Yacía sobre una mesa de acero inoxidable, junto a otras tres aparcadas una al lado de la otra. El brazo desprendido descansaba entre sus piernas y el cabello le colgaba hacia atrás, totalmente lacio, con un filamento minúsculo de alga verde enredado en él. Cleo caminó hacia ella, agitando la mano con fuerza, para apartar una docena de moscardas que revoloteaban por la sala. Tras el hedor a putrefacción, también percibía otro olor fuerte. La sal. El aroma penetrante del mar. Y, de repente, mientras arrancaba la hebra de alga del pelo de la mujer, ya no estaba segura de querer encontrarse con su hermana en la playa.

Entonces sonó el timbre de la puerta de atrás. Habían llegado los empleados de la funeraria. Miró la imagen de la cámara de seguridad antes de abrir las puertas traseras de la zona de descarga y ayudar a dos jóvenes vestidos con ropa informal a cargar los cadáveres, dentro de sus bolsas de plástico, en la parte de atrás de la discreta furgoneta marrón. Luego se marcharon. Cleo cerró las puertas con cuidado y regresó a la sala de recepción.
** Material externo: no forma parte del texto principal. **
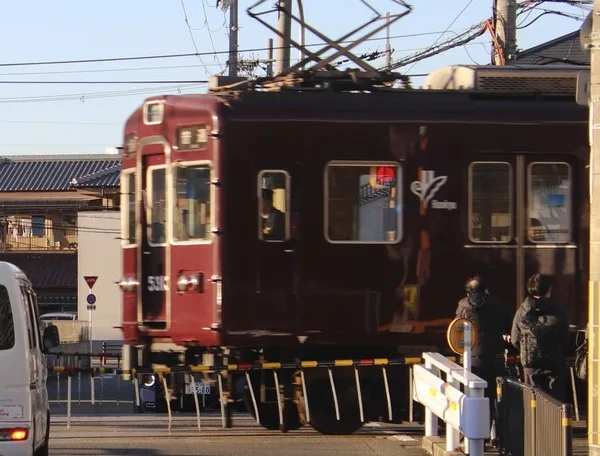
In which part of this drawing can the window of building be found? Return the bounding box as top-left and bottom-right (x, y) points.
(149, 167), (167, 245)
(469, 162), (513, 243)
(31, 215), (46, 237)
(258, 170), (290, 242)
(325, 162), (402, 244)
(527, 162), (572, 243)
(173, 163), (211, 241)
(0, 285), (15, 350)
(121, 172), (137, 245)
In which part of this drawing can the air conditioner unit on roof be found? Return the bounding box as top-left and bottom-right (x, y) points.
(423, 65), (588, 95)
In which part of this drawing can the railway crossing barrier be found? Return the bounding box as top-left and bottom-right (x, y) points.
(413, 319), (490, 456)
(49, 353), (454, 433)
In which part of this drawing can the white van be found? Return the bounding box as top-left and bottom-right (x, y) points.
(0, 262), (60, 456)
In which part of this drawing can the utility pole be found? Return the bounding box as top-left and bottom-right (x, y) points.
(494, 0), (517, 65)
(385, 12), (392, 71)
(587, 0), (600, 456)
(276, 0), (292, 74)
(229, 0), (239, 77)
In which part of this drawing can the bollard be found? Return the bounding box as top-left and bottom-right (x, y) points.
(408, 366), (415, 423)
(217, 372), (227, 428)
(246, 371), (260, 424)
(67, 373), (71, 430)
(90, 371), (96, 405)
(327, 367), (340, 421)
(189, 373), (202, 432)
(381, 366), (392, 421)
(273, 369), (285, 432)
(298, 370), (310, 423)
(354, 367), (365, 423)
(425, 359), (438, 438)
(463, 322), (472, 455)
(158, 373), (173, 435)
(131, 369), (140, 411)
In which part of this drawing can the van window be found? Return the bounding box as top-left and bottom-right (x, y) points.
(21, 287), (37, 348)
(0, 285), (15, 350)
(21, 287), (42, 346)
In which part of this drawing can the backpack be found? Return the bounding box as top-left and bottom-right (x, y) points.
(519, 311), (548, 369)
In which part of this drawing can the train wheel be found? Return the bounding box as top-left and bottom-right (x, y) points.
(307, 379), (363, 435)
(244, 391), (302, 431)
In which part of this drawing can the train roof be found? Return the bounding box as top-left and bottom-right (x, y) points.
(130, 90), (589, 129)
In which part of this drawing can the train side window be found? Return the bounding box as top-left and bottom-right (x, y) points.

Del armario de la esquina, sacó una bolsa de plástico blanca para cadáveres y volvió con el cuerpo. Odiaba ocuparse de muertos que aparecían flotando en el mar. Tras unas semanas sumergidos, su piel adquiría un color fantasmal, blanco como la grasa, y la textura parecía cambiar, asemejándose a la carne de cerdo ligeramente escamosa. El término era «adipocira». El primer técnico del depósito de cadáveres con el que Cleo trabajó, a quien le encantaba todo lo macabro, le había explicado con un brillo en los ojos que también se conocía como «cera cadavérica».

Los labios de la mujer, sus ojos, sus dedos, parte de sus mejillas, sus pechos, su vagina y los dedos de sus pies estaban roídos, comidos por pequeños peces o cangrejos. Sus pechos gravemente mordisqueados caían, arrugados, a derecha e izquierda, sin la mayor parte del tejido interior, que había desaparecido junto con los últimos vestigios de dignidad de la pobre criatura.

«¿Quién eres?», se preguntó mientras abría la bolsa, extendiéndola debajo de ella, levantándola un poco, pero con sumo cuidado por si la piel se desgarraba.

Cuando la habían examinado anoche, junto a dos policías uniformados, un inspector y un cirujano de la policía, y Ronnie Pearson, el agente del juzgado de instrucción, no habían hallado ninguna señal obvia que indicara que se trataba de un asesinato. El cuerpo no presentaba marcas, excepto los rasguños propios de haber sido arrastrado por las olas contra los guijarros, aunque se encontraba en un estado de descomposición bastante avanzado y era posible que se hubieran perdido pruebas. Se había notificado al juez y ellos habían sido autorizados a trasladar el cadáver al depósito para realizarle la autopsia el lunes, y proceder a su identificación, por la ficha dental, muy probablemente.

Ahora volvió a examinarla detenidamente, para comprobar si tenía la marca de alguna atadura en el cuello que pudiera habérseles pasado por alto o un agujero de bala; intentaba ver qué podía averiguar de ella. Siempre era difícil determinar la edad de alguien que había estado sumergido un tiempo en el agua. Podía tener de veinticinco a cuarenta y tantos, calculó.

Podía haberse ahogado mientras nadaba o haberse caído de un barco. Quizá fuera una suicida. O incluso, como sucedía a veces, un entierro en el mar que no se había llevado a cabo correctamente y había subido a la superficie, aunque solían ser hombres y no mujeres los fallecidos enterrados en el mar. O podía ser una de las miles de personas que se evaporaban todos los años. Una desaparecida.

Con cuidado, levantó el brazo despegado y lo colocó sobre la mesa de acero inoxidable vacía que había junto al cadáver. Luego, con mucha delicadeza, comenzó el proceso de darle la vuelta para comprobar su espalda. Mientras lo hacía, oyó un clic apenas perceptible procedente de dentro del edificio.